We dubbed it “our Christmas,” the day when all our good engineering deeds would pay off and we’d be rewarded with a bounty of happy active users for our mobile app, Avocado.
Up until this point we’d enjoyed steady and predictable growth, but with only two weeks’ notice we realized a few big, coinciding promotions would bring us a 30x increase in traffic and a membership boom for which we weren’t yet prepared.
Scaling for a “Christmas” moment is scary; it forces you to confront all the design decisions you may have made earlier when bootstrapping your app. No matter what the hidden weaknesses are, a massive group of new users will find them.
With only two weeks, how could we scale our infrastructure to meet demand and not fall over?
Preparing for scale
This is a document of how we screwed up. And then how we fixed our screw-ups. Please learn from us.
At first, we thought we knew where our weak points were. Well, until we ran some tests and found our problems were in a completely different place.
We’ve been using Amazon’s Web Services. Here’s the initial configuration of our deployment:
1 frontend server (stored: API, web presence, socket.io, HAProxy, stunnel/SSL encryption)
1 Redis server
1 MySQL server
1 batch server (running miscellaneous daemons)
Our API server was using Node.js since it’s lightweight, fast, easy to code for, and has a large community with some solid libraries we use (and some we have written and shared).
Given the results of early tests and under limited resources and time, we understood where we needed to focus: new user signups — clearly our most complex process. We put our energies into finding the pain points and where the system would die if we had a sudden influx. This was an important business decision: You can let a few normal day-to-day activities fail, but you don’t want new user creation to fail.
Smart scaling required us, as a wise man once said, to check ourselves before we irreparably wrecked ourselves. In other words, we tested, tested, and tested some more.
Early tests weren’t good enough so we created a replica environment: entire duplicates of our database and existing server and partitioned them off so nothing would affect our production environment. We ran through some common use cases like account creation as well as messaging and uploading images. We saw where Avocado failed and at what rates.

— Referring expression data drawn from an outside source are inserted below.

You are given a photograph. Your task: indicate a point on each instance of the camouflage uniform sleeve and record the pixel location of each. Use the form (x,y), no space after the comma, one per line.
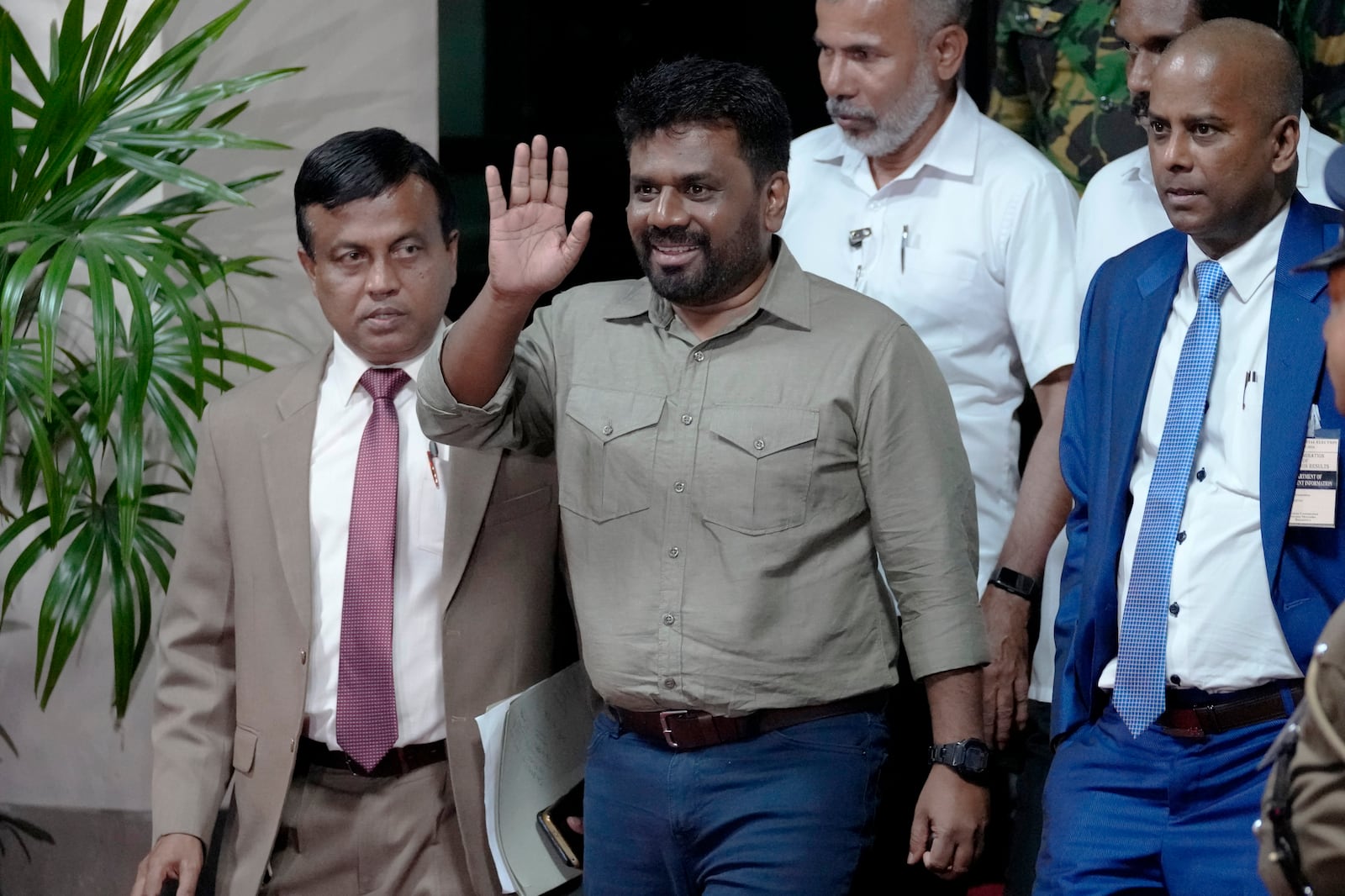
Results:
(1010,104)
(1317,30)
(1062,65)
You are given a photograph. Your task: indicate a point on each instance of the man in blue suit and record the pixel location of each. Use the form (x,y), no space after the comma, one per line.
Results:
(1194,589)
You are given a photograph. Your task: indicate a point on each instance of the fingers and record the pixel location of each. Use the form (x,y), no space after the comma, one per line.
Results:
(537,182)
(1021,703)
(518,181)
(919,835)
(578,239)
(1004,717)
(560,188)
(495,192)
(187,875)
(141,875)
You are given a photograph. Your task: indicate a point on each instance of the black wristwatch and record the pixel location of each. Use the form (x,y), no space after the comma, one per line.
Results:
(1015,582)
(968,757)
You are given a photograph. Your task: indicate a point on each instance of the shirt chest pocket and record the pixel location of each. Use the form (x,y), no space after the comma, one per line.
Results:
(755,467)
(605,451)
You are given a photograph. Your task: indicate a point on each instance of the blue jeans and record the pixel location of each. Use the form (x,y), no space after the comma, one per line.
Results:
(782,814)
(1154,813)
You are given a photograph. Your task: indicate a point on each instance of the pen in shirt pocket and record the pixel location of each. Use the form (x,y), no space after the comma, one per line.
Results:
(432,452)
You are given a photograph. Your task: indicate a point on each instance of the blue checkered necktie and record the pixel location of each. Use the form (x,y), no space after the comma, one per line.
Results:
(1143,625)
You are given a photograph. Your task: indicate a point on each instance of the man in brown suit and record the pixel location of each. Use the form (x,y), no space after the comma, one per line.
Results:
(269,650)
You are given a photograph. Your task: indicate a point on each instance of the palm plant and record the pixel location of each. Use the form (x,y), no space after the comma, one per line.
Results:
(82,241)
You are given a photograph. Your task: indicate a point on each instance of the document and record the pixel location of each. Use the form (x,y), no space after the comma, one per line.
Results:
(535,746)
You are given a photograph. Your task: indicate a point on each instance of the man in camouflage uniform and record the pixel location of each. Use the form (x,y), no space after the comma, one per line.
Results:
(1060,82)
(1060,76)
(1317,31)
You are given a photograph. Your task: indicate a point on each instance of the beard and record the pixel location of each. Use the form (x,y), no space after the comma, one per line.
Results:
(892,129)
(719,273)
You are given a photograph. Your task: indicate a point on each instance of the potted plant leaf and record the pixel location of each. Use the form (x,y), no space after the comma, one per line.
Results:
(87,148)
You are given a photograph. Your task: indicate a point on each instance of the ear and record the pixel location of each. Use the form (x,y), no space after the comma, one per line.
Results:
(948,47)
(451,245)
(309,268)
(777,199)
(1284,136)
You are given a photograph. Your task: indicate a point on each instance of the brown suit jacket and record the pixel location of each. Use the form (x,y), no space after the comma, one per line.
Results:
(237,622)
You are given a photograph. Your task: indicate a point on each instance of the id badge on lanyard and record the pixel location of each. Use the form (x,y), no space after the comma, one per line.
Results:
(1318,478)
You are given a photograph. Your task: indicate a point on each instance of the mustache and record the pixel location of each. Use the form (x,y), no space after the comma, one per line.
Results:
(679,235)
(845,109)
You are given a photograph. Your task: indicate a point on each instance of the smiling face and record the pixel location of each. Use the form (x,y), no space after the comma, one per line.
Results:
(382,271)
(699,222)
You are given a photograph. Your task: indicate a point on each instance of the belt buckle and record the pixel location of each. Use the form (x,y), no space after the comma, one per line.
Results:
(663,723)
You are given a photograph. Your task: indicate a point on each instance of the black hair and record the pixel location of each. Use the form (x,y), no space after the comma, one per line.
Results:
(362,165)
(1261,11)
(710,92)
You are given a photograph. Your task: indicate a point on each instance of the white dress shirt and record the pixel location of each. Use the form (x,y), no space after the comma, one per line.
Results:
(343,408)
(1121,206)
(1223,633)
(973,246)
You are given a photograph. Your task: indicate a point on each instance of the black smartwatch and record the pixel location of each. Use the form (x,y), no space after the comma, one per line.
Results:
(1015,582)
(968,757)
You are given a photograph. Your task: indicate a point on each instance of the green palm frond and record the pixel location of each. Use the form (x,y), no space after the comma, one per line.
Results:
(80,235)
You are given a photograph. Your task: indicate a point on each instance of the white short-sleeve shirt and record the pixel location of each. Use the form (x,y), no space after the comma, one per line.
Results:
(973,245)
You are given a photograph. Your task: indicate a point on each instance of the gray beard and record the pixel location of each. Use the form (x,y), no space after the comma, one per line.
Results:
(894,128)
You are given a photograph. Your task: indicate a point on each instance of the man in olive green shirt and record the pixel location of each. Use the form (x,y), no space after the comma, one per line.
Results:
(739,447)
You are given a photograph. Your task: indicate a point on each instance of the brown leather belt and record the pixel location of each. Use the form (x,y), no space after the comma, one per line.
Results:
(398,761)
(1200,714)
(694,730)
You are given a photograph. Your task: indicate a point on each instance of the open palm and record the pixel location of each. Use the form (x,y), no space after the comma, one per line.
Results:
(530,249)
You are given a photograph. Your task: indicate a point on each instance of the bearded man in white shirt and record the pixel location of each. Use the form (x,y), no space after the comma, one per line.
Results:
(916,199)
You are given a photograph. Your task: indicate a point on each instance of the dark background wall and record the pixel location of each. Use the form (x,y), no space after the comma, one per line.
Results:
(509,71)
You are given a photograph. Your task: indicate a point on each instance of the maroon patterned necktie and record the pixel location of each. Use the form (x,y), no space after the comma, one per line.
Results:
(367,703)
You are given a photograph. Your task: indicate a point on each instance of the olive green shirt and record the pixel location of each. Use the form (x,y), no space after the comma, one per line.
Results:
(725,503)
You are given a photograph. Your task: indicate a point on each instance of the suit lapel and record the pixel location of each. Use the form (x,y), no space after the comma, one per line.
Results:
(1293,369)
(468,486)
(287,454)
(1141,329)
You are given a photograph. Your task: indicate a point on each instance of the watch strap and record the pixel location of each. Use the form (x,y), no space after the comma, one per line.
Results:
(1015,582)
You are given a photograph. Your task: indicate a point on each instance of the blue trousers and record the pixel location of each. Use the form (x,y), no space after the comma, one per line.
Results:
(782,814)
(1153,814)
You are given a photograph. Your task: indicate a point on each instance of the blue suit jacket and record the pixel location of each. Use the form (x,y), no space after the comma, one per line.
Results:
(1123,320)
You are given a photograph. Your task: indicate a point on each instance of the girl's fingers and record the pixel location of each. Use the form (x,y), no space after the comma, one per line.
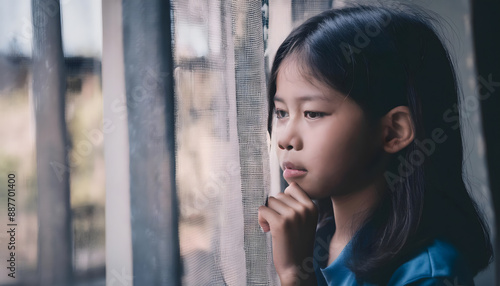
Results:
(297,193)
(266,217)
(279,206)
(289,201)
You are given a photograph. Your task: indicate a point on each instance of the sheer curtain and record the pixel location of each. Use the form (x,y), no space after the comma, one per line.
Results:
(222,150)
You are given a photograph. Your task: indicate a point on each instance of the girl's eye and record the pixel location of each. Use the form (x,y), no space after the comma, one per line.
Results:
(281,113)
(313,114)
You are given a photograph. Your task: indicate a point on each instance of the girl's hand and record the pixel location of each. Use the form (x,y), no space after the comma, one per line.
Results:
(291,217)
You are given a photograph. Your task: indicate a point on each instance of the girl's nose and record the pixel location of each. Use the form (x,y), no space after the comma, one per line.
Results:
(289,139)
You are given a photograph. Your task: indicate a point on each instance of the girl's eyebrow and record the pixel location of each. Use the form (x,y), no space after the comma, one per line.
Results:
(311,97)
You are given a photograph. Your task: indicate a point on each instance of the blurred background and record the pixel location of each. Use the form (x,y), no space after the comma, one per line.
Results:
(149,165)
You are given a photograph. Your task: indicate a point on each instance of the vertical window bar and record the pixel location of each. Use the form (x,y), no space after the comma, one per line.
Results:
(150,106)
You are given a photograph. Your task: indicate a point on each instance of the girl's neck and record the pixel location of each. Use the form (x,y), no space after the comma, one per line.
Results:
(352,209)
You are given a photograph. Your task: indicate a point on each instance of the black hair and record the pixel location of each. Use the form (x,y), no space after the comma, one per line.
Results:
(382,58)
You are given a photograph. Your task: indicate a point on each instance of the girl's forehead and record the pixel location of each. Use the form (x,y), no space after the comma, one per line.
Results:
(297,72)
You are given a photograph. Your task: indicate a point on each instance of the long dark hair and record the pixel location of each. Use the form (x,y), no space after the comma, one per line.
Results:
(382,58)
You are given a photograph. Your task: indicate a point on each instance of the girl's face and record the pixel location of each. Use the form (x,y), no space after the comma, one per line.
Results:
(325,143)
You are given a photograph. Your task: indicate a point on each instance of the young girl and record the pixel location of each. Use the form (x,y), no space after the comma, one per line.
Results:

Pro Tip #1: We used much smaller EC2 instances in our test environment than in production. Not only does that provide limited resources all-around to more easily find problems, but it’s considerably cheaper as you pay for the amount of hardware you use on AWS.
Pro Tip #2: We built test scripts as well as used a tool called jmeter to simulate tens of thousands of user signups per minute.
Our testing process: Run the scripts, find weak points, re-run the scripts. We then experimented to see what would happen if, for instance, we added a second server or if we took advantage of all the CPUs on a given server.
We started to see things immediately. Any time we had thousands of users signing up at one time, things would grind to a halt and connections to Avocado would take ~30 seconds to complete.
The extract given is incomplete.